Ses oreilles rougirent. L'espace d'une seconde, je craignis qu'il ne me quitte et ne retourne à la bifurcation. Au lieu de ça, il ramassa une pierre, la lança en l'air, la rattrapa puis recommença. La faisant rouler dans sa paume, il me dit d'une voix traînante :
" Il pourrait se mettre à pleuvoir, on sait jamais."
Je commençais à apprécier ça. Il me suppliait pas vraiment de le suivre, mais il me laissait pas non plus derrière. Je m'allongeai sur l'excroissance du rocher.
" C'est pas grave. Ça sera pas la pire chose qui puisse nous arriver."
Je le mis au défi de dire quelque chose qu'il regretterait, une fois de plus, afin de prouver une fois pour toutes à quel point il pouvait être bourrin des fois. Mais il jeta la pierre au fond du gouffre et demeura silencieux. Les minutes s'écoulèrent. Puis quelque chose d'autre surgit dans le paysage.
Un python de rochers !
J'ai grandi entre Saulzet-le-Chaud et Saulzet-le-Froid dans les monts d'Auvergne, donc apercevoir un serpent de temps en temps n'était pas nouveau pour moi, même si celui-ci semblait énormément plus gros et interminablement plus long que les jolis Aspics qui se doraient la pilule du côté de chez nous. Tandis qu'il ondulait en se rapprochant de moi, un frisson me parcourut l'échine lorsque ses yeux bridés se fixèrent sur les miens tout en m'agitant la bifurcation de sa langue fourchue. Peut-être l'avais-je secrètement souhaité, car j'ai longtemps comparé mon existence à celle d'une proie étouffée par un boa constrictor.
Il se rapprochait. Mes muscles se figèrent et mon esprit se vida.

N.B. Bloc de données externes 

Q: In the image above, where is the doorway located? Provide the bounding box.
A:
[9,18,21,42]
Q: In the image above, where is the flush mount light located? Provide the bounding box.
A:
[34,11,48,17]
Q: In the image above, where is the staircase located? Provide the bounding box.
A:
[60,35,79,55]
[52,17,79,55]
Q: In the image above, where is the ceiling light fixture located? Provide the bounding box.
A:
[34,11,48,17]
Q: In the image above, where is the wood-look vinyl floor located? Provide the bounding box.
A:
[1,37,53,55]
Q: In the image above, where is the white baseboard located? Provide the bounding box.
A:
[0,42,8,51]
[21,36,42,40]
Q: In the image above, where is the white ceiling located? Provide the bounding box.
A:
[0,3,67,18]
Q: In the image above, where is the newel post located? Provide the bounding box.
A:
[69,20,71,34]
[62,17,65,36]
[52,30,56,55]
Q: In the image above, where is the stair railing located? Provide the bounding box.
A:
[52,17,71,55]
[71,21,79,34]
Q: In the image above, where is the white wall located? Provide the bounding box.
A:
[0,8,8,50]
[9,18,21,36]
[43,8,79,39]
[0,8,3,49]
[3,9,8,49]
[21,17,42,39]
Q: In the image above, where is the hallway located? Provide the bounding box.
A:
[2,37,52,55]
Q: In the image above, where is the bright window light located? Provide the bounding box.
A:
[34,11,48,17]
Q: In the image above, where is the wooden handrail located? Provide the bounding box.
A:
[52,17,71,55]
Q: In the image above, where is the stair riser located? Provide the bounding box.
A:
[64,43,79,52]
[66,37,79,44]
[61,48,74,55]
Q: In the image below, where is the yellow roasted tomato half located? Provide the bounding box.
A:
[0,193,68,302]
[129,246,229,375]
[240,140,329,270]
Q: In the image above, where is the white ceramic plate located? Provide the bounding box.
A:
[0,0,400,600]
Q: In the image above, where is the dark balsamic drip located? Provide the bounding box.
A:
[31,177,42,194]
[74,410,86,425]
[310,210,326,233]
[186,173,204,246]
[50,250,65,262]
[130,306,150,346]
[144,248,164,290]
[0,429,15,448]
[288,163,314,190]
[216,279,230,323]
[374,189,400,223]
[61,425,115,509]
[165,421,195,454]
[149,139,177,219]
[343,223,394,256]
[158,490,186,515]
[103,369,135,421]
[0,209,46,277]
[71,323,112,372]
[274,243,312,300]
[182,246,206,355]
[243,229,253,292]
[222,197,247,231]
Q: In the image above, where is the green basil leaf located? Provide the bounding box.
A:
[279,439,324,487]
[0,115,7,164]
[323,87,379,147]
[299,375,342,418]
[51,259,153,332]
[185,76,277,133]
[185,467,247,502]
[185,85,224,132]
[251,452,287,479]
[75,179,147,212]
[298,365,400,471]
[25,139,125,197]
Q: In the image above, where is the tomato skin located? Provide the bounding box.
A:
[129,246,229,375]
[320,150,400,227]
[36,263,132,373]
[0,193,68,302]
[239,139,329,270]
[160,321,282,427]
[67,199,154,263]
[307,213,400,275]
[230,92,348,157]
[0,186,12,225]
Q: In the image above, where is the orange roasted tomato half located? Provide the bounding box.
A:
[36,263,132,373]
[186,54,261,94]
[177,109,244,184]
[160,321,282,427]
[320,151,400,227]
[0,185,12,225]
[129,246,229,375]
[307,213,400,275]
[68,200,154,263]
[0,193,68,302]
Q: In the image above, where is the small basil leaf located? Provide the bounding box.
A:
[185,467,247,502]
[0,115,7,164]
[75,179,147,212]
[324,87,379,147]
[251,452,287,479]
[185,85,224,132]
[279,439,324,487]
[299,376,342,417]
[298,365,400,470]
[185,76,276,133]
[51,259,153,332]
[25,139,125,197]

Soudain, le bâton que je tenais à la main me fut arraché de cette dernière et se retrouva téléporté comme une barrière dressée entre moi et le python. Le serpent changea de direction puis fila à toute vitesse et disparut dans les broussailles au bord du sentier. Je me retrouvai dans les bras de l'homme qui avait choisi de s'interposer entre moi et le python. Ça avait dû être terrifiant pour lui, car il avait jamais vécu ailleurs qu'en ville.
" Tu aurais dû le laisser m'hypnotiser ", je gémis.
Ses mains étaient froides et son cœur battait la chamade.
" Oui, j'aurais peut-être dû. Mais… il faut quand même qu'on retourne à cette bifurcation."
Je détestai qu'il m'ait toujours pas dit combien qu'il m'aimait ni qu'il regrettait de m'avoir blessée. Mais j'étais tout de même heureuse d'être encore en vie pour me battre un jour de plus et prouver mon point de vue. Je repris mon sac à dos, laissai le bâton au bord du sentier puis me mis à marcher à ses côtés.